What’s remarkable is that this elaborate loom continued to be used in the Nishijin weaving district until the late 19th century, when the Jacquard loom was introduced from France. If the sorabiki-bata truly arrived during the Nara period, it remained in use for nearly a thousand years—an extraordinary lifespan. Its rapid disappearance upon the arrival of the Jacquard loom speaks volumes about the revolutionary nature of the latter.

Today, the sorabiki-bata has entirely fallen out of use. Few physical examples remain, perhaps due to how abruptly it was replaced by the Jacquard loom. It was reconstructed for the 555th anniversary of Nishijin Weaving, based on historical documents and illustrations, and only a handful of artisans today know how to operate it. Working examples may occasionally be seen at demonstrations during special events.

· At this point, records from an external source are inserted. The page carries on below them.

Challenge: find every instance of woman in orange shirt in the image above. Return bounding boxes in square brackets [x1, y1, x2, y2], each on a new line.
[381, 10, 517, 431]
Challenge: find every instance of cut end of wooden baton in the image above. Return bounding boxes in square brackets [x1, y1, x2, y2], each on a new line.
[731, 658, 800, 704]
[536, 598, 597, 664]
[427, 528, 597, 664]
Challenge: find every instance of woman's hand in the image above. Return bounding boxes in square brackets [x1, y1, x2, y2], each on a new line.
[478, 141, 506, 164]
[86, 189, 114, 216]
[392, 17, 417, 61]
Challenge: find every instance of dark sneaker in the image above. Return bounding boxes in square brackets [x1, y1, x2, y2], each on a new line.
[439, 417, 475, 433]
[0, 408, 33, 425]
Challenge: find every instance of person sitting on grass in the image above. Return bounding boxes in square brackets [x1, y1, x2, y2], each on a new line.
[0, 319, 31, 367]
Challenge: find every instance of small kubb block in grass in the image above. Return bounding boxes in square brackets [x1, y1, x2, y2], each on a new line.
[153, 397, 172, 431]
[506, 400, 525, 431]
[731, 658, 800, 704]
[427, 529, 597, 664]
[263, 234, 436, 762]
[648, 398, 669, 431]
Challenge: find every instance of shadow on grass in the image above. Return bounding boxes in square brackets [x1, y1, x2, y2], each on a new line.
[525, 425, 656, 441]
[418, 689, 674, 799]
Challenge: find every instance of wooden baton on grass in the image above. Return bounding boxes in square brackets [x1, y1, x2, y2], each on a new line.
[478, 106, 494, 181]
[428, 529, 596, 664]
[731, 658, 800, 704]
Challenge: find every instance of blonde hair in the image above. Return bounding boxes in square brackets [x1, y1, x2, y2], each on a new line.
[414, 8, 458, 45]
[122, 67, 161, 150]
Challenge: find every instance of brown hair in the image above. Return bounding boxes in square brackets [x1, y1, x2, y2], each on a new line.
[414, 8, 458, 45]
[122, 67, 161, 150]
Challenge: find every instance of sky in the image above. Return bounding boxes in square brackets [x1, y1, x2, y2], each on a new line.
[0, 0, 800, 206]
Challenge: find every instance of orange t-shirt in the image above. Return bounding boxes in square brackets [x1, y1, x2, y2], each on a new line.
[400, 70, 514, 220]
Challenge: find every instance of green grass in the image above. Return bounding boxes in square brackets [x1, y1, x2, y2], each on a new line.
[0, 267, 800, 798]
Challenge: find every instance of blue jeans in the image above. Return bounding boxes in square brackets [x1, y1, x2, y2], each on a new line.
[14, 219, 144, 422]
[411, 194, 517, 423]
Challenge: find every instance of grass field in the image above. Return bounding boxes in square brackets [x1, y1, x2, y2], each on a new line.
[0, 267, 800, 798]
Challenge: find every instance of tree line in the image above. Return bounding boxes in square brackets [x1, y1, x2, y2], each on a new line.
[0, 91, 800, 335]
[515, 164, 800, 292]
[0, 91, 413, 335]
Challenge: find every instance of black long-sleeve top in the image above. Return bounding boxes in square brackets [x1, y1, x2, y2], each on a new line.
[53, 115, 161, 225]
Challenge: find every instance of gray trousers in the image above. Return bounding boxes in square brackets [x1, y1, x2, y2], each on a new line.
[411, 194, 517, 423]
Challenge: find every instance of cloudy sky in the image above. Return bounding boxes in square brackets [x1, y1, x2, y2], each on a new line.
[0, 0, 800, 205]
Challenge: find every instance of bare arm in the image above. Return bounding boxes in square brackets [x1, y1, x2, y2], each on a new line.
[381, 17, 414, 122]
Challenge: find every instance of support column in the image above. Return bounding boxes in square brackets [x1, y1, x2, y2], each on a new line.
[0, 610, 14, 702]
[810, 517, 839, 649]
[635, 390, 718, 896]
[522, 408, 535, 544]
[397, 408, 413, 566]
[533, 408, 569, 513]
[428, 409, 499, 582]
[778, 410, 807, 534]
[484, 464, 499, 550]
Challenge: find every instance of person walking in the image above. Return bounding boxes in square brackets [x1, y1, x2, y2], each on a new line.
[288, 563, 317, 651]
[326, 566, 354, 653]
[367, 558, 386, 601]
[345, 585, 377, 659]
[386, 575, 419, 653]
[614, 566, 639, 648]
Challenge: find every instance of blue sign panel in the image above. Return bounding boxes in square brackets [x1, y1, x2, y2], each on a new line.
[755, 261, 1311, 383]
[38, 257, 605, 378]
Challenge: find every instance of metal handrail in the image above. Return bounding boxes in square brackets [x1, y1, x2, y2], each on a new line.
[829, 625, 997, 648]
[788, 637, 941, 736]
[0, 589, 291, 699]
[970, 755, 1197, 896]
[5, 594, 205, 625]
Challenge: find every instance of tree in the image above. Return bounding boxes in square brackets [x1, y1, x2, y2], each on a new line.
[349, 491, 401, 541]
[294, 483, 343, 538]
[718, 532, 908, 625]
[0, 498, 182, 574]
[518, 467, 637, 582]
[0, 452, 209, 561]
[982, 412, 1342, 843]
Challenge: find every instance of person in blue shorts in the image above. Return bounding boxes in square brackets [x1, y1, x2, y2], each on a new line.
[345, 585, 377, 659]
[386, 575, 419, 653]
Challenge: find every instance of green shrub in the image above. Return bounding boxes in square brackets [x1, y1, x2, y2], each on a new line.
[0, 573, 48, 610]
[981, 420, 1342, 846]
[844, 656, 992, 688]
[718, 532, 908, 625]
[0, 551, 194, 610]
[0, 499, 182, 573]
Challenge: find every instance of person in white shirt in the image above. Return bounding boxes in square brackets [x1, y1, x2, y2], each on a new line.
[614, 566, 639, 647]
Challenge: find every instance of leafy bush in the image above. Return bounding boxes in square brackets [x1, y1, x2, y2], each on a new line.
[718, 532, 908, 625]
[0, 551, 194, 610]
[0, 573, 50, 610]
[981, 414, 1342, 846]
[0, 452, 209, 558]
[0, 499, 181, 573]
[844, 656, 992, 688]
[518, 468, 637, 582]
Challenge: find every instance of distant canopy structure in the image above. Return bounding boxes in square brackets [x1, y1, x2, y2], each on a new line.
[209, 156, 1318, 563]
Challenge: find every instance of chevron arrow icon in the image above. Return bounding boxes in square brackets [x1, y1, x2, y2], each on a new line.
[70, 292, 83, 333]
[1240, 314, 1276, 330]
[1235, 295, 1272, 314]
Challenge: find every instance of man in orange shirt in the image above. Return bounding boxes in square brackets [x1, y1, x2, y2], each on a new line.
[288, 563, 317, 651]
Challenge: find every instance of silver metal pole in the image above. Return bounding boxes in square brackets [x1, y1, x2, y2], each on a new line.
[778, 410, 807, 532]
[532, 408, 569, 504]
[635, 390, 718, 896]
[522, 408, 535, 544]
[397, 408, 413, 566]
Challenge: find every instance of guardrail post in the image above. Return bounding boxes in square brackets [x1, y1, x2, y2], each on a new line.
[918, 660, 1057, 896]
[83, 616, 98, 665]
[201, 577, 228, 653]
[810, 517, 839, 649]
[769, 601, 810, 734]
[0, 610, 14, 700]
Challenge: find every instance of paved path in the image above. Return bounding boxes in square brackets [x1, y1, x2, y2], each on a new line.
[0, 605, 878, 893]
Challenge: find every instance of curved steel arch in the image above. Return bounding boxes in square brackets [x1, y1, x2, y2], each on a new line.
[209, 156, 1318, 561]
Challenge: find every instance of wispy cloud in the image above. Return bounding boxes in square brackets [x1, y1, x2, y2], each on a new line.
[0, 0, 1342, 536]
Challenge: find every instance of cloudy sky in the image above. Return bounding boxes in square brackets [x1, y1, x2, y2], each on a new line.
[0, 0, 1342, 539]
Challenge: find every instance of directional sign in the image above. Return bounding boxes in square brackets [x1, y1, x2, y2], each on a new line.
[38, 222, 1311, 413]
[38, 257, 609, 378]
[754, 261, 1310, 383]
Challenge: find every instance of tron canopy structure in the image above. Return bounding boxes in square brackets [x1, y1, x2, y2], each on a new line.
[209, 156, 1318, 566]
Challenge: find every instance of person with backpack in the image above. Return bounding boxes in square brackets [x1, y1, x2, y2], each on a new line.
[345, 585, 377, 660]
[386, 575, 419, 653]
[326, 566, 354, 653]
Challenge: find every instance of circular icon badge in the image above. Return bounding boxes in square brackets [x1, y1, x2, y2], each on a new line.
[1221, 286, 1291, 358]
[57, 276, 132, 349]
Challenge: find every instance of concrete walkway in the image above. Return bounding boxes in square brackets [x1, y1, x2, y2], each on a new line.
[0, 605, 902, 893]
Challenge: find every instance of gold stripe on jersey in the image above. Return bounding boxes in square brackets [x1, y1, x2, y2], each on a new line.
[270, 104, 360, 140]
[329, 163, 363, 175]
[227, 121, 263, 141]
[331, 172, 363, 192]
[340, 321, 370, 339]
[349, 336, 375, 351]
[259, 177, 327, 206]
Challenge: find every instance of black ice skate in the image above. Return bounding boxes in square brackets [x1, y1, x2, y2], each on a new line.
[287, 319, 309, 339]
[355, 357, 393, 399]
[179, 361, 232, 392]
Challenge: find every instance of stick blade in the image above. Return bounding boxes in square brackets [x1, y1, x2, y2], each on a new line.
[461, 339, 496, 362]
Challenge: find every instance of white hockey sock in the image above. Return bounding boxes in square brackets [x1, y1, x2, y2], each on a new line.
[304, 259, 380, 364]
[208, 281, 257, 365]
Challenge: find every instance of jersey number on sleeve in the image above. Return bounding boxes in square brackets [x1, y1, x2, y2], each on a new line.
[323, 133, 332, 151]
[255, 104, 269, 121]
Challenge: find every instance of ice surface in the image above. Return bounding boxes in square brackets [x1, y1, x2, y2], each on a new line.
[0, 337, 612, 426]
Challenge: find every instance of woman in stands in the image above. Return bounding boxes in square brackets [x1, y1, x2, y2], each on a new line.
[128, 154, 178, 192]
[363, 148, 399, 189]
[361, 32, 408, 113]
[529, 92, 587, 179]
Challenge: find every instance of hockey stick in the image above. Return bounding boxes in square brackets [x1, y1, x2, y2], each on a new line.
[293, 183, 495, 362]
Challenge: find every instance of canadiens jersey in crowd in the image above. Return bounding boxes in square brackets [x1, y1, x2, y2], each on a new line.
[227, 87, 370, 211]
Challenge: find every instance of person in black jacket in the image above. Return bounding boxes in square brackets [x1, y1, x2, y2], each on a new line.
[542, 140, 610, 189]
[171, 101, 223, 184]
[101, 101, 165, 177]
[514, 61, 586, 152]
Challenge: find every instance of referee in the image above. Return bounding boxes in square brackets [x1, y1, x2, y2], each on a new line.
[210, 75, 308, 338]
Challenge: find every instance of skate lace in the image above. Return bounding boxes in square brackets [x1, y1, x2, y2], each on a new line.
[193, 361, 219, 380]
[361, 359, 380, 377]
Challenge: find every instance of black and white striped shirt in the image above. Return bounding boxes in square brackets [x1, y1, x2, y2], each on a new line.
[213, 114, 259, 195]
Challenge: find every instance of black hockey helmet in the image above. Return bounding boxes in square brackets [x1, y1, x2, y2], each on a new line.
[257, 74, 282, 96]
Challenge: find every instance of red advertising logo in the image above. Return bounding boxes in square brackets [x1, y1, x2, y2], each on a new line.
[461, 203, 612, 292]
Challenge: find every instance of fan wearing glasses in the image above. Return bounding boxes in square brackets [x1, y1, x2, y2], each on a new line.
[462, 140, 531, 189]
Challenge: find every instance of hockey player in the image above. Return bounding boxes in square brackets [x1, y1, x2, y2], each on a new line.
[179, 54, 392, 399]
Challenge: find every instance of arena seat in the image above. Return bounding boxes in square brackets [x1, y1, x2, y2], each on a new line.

So, what exactly did this loom look like in operation?

Take a look at the photo below.


You’ll notice a person sitting atop the loom. This person is responsible for lifting specific warp threads to create the design, according to the pattern. Hanging down from above are long heddle cords (sōkō ito), each with an eyelet through which a single warp thread is threaded. The person doesn’t choose which threads to lift manually each time—instead, the warp threads have already been grouped using a system of guiding cords according to the design. By pulling these horizontal cords, the correct set of warp threads rises automatically.

The weaver below passes the weft thread in accordance with the pattern, timing their actions to the precise moment the warp threads are lifted. Often, several layers of weft threads are used for a single line, and sometimes metallic foil is also woven in. Near the weaver’s feet, you may notice several bamboo rods—these control the movement of the dozen or so rectangular frames at the front of the loom. These frames are also linked to the warp threads and work in conjunction with the heddles to manipulate the warp thread positions. The mechanism is astoundingly complex—one can’t help but wonder who conceived of it. And yet, for over a thousand years, this was how patterned textiles were created.

Naturally, textiles woven using this time-consuming and labor-intensive method were expensive and reserved for the elite.

The machine that ultimately automated this astonishing process was the Jacquard loom, invented in 19th-century France.